Tuttavia, dopo aver parlato con un ricevitore sconusciuto, frustato, mormorò: "Venite. Ho l'ordine di portarvi nella Sala Magna".
La viaggiatrice rivolse uno sguardo interrogatorio al padre, ma lui si limitò ad annuire, offrendole un sorriso insicuro e vacillante.
Il segretario si abbassò a tastare diverse mattonelle di marmo del pavimento, quando una si abbassò improvvisamente: si aprì un varco tra i mattoni, lasciando intravedere una lunga scala di legno, protendente verso il basso. Aoko era meravigliata, confusa e sgomenta. Le sembrava di appartenere ad un film, uno dei tanti con tutti quei passaggi segreti che percorrono tutti i sotterranei della città soprastante. Ginzo, viceversa, sembrava stare ancor peggio di prima: aveva le mani chiuse in due pugni, le dita intente a conficcare inconsciamente le unghie nella carne dei palmi; le labbra erano contratte in una smorfia di ansia e preoccupazione; si muoveva nervosamente, passando il proprio peso da un piede all'altro.
"Samizu Kichiemon ha partecipato alla restaurazione della sede: tutti i congegni qui presenti sono stati ideati e realizzati da lui" informò con una sfumatura di orgoglio nella voce, come se stesse parlando del proprio bambino.
La più piccola, però, non sapeva chi fosse quell'ingegnere sopracitato.
La ladra, avvertendo l'ignoranza della sua ospite in quel campo, intervenne. 'Era un nonnetto a cui piaceva ingannare le persone con i propri giochetti' le riferì. 'Per tua fortuna è vissuto 150 anni fa.'
'Oh. A quanto pare, questa loggia segreta non è così segreta.'
Nel frattempo, il signor Tamura aveva cominciato a scendere i gradini. Il padre della ragazza lo seguì, ma si fermò sulla soglia. "Aoko, vieni?"
'Solo tra le persone più potenti' la corresse lei. 'È possibile che, da un giorno all'altro, ci troviamo davanti la Merkel che impreca in tedesco.'
"Arrivo!" Gli stette dietro, mentre percorrevano quell'interminabile e polverosa scala. L'elegante segretario - il quale presiedeva la breve fila - aveva con sé una lampada a LED, per illuminare modestamente quello stretto corridoio.

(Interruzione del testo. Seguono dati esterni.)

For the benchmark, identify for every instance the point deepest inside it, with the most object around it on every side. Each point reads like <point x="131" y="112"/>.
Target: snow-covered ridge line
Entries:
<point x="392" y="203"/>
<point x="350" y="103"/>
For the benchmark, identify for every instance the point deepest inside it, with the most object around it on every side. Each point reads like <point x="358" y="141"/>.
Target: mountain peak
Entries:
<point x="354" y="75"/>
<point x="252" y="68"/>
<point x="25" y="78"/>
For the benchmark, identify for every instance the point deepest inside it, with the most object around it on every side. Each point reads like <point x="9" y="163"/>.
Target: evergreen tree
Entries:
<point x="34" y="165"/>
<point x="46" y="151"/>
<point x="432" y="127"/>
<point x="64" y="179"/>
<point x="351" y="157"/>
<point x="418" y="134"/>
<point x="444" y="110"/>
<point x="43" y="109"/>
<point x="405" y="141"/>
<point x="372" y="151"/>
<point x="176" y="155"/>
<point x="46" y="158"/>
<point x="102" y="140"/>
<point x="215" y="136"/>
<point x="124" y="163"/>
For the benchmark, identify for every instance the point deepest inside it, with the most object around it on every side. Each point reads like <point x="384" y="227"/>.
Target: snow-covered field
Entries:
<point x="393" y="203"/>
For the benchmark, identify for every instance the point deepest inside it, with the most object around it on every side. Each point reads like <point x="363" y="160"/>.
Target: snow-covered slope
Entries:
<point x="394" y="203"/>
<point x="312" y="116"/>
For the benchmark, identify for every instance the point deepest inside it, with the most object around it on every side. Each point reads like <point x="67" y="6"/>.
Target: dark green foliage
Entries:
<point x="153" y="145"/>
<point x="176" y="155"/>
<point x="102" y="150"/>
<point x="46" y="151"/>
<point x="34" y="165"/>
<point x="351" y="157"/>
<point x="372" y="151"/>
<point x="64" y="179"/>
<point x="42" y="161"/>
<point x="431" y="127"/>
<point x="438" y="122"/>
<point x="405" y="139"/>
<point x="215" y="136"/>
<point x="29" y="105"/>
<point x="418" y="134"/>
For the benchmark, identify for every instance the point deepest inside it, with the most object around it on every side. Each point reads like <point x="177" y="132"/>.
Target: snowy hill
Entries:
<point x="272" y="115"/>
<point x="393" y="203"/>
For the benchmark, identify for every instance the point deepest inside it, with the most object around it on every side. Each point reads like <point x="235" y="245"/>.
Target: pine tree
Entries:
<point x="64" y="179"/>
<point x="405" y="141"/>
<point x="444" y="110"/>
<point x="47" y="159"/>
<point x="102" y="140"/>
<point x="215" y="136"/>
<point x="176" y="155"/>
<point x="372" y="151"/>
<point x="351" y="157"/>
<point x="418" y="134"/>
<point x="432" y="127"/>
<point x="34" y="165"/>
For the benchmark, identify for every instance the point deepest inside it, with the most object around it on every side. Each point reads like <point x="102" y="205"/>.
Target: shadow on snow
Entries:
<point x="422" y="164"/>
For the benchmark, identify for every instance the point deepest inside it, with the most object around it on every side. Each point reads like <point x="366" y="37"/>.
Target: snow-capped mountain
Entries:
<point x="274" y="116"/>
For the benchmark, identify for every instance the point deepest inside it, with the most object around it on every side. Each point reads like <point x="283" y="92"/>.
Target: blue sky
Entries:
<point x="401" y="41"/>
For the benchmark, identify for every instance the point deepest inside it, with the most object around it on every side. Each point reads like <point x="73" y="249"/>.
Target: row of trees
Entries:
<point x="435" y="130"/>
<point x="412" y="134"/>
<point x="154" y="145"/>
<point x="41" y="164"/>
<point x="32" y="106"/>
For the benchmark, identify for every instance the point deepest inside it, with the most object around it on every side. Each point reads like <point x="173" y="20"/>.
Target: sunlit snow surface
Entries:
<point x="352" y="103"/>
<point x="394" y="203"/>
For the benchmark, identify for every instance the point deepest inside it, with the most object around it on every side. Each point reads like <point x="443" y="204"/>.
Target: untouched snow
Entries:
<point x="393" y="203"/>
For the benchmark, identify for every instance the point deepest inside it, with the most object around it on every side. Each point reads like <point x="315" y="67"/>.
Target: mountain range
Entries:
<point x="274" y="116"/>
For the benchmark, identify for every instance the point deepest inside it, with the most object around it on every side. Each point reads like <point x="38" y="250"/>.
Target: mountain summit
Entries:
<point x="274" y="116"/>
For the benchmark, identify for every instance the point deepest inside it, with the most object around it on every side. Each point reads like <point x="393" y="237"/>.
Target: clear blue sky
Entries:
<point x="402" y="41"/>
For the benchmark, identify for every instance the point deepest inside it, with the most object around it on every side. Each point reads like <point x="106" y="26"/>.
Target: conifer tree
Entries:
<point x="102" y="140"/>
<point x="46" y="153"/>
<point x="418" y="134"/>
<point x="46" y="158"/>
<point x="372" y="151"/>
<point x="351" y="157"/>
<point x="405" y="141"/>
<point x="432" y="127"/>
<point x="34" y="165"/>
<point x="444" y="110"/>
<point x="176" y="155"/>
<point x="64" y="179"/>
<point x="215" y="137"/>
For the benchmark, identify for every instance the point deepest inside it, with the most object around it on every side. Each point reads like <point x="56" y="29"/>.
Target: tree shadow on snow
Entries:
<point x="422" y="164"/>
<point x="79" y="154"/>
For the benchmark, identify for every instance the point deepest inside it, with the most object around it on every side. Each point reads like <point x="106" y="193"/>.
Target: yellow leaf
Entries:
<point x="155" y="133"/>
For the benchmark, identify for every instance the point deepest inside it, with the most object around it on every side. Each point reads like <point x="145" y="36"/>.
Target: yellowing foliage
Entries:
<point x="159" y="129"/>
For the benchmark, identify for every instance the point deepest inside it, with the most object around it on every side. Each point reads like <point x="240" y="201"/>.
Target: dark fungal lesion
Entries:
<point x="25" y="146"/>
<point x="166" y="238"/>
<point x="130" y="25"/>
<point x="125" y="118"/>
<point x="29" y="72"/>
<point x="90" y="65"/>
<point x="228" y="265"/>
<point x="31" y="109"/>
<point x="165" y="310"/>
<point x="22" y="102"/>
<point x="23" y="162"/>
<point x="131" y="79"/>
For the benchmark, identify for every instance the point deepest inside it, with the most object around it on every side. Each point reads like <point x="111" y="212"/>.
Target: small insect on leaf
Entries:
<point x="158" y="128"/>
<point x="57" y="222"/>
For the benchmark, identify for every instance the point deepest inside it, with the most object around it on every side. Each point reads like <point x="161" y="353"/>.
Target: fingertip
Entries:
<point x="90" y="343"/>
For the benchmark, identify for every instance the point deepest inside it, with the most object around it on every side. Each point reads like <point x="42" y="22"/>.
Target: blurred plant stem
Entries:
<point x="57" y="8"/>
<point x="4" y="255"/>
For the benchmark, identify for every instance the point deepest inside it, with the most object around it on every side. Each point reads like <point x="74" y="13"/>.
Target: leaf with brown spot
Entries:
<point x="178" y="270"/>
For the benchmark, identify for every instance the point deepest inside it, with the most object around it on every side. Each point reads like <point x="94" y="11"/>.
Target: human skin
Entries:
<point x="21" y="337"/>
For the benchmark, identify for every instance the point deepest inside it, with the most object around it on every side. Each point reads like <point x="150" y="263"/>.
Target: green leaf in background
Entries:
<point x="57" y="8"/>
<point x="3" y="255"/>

'Anna Merkel è il primo ministro tedesco, giusto?'
'Angela Merkel. Cosa studiate in geografia? Come si bacia in dieci nazioni diverse?' la schernì. 'Tu, di certo, fai coppia con Kaito.' Sogghignò.
Aoko sbuffò, incrociando le braccia al petto. Il più anziano l'osservò di sottecchi, pensando fosse pazza; il padre, invece, le scoccò un'occhiata divertita, intuendo che stesse parlando con Johanne.
Arrivarono al termine della scala: si allungava un altro esteso andito. La ragazza notò, però, che questo era abbastanza largo per contenere vetrine e armadietti. All'interno di essi vi erano documenti, boccette con liquidi sconosciuti e libri. Circa ogni dieci metri, scendevano dal soffitto preziosi lampadari di cristallo che illuminavano il passaggio. Quest'ultimo, a differenza della scala, era pulito e luminoso, benché non ci fossero finestre. Al posto di esse, le lunghe pareti di legno d'ebano erano ricoperte da quadri e da attestati scritti in lingua occidentale. Anche il solo corridoio, pensò la giovane, valeva quanto una casa. L'atmosfera, seppur si trovassero in un luogo così ristretto, era piacevole: le costose pareti e il pavimento composti in pregiato legno ricavato dall'albero di ebano erano illuminati dalla luce calda diffusa dai lampadari; l'aria, nonostante fosse un corridoio senza aperture, aveva un leggero aroma di cannella ed era perfettamente respirabile.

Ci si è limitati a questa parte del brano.